[BUG] <WARNING Final process status is permanentFail>

ncbi / pgap

NCBI Prokaryotic Genome Annotation Pipeline

Other

316 stars 88 forks source link

[BUG] <WARNING Final process status is permanentFail> #187

Closed arkruem closed 2 years ago

arkruem commented 2 years ago

Hello PGAP developers, Describe the bug I used the test data and PGAP performed as expected, but when using my own data I get the error: WARNING Final process status is permanentFail

To Reproduce I was trying to annotate a known reference of C.botulinum, and yes I can share the genome.

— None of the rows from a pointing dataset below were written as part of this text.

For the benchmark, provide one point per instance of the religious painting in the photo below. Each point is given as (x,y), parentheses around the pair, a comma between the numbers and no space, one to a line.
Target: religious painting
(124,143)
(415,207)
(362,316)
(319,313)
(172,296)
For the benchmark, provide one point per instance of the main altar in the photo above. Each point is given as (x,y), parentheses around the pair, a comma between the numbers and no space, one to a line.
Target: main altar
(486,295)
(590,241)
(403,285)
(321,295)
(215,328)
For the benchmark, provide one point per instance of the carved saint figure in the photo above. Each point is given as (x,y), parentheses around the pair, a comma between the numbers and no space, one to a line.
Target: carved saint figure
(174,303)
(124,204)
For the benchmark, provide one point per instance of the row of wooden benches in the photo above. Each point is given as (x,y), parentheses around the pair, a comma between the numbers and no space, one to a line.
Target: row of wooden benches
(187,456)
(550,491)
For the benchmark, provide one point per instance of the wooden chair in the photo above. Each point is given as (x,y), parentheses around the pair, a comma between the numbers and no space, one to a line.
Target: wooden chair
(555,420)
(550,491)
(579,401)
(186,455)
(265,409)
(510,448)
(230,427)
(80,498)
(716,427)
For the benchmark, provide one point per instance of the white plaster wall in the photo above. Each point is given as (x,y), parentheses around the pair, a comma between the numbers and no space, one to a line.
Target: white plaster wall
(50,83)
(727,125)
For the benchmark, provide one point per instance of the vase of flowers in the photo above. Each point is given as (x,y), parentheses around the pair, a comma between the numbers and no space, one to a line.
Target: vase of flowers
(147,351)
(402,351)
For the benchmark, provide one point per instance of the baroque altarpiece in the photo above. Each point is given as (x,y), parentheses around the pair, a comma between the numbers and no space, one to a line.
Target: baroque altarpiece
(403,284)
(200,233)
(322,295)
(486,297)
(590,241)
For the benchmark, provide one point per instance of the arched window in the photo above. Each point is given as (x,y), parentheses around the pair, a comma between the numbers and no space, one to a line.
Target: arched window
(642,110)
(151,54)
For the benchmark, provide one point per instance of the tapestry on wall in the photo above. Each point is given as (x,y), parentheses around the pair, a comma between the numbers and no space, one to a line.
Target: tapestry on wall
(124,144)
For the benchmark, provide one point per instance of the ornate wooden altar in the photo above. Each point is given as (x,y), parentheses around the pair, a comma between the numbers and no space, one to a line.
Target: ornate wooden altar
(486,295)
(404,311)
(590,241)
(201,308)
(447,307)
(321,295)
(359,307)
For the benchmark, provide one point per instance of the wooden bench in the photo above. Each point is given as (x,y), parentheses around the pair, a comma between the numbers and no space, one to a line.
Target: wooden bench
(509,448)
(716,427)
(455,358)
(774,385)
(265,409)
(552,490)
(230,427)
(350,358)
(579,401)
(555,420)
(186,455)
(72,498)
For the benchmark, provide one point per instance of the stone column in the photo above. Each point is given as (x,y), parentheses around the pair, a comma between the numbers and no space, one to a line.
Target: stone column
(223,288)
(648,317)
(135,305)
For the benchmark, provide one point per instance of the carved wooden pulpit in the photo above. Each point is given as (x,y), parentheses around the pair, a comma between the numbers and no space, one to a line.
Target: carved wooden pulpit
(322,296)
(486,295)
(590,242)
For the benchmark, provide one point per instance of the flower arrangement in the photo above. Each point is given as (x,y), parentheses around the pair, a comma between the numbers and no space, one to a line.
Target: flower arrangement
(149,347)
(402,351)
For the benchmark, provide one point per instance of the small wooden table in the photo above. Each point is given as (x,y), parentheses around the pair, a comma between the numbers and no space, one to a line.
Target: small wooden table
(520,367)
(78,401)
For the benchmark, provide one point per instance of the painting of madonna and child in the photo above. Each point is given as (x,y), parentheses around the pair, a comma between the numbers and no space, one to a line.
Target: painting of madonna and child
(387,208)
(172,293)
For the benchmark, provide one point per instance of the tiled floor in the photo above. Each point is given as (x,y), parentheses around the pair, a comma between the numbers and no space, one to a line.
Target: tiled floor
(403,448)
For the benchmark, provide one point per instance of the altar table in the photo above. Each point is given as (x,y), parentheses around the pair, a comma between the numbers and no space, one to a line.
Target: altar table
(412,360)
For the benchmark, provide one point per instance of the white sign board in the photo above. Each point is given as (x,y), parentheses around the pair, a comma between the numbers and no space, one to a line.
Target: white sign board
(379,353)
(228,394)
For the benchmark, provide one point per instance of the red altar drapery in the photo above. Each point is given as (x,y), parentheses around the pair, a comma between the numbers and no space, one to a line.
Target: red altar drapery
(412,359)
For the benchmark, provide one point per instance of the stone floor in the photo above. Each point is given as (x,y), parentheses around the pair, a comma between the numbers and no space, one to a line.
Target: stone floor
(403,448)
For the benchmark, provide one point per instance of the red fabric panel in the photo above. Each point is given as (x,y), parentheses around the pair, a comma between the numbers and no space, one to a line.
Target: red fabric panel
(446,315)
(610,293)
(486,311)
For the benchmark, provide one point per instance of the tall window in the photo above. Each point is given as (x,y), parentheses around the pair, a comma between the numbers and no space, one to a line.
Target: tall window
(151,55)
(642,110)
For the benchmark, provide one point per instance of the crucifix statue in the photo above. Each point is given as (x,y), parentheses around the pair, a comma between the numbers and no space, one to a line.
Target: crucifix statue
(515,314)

See input and submol used (in txt just for reporting the issue) input.yaml.txt Hall_submol.yaml.txt

command used : ./pgap.py -D singularity -r -o Hall_r Annotate/A1Hall/input.yaml

Expected behavior successfully annotate the genome

Software versions (please complete the following information):

OS: CentOS Linux 7
pgap.py --version: PGAP version 2022-02-10.build5872 is up to date
Docker (or other container runner) version. Using singularity-ce version 3.8.0

Log Files cwltool.log

azat-badretdin commented 2 years ago

Thank you for you report! Could you please post the first line of A1_Hall_009698.fasta? Thanks!

arkruem commented 2 years ago

Thank you for your reply Azat, Here is the first line >gi|153934468|ref|NC_009698.1| Clostridium botulinum A str. Hall chromosome, complete genome

azat-badretdin commented 2 years ago

Thanks. Could you please try to use a simpler SEQID?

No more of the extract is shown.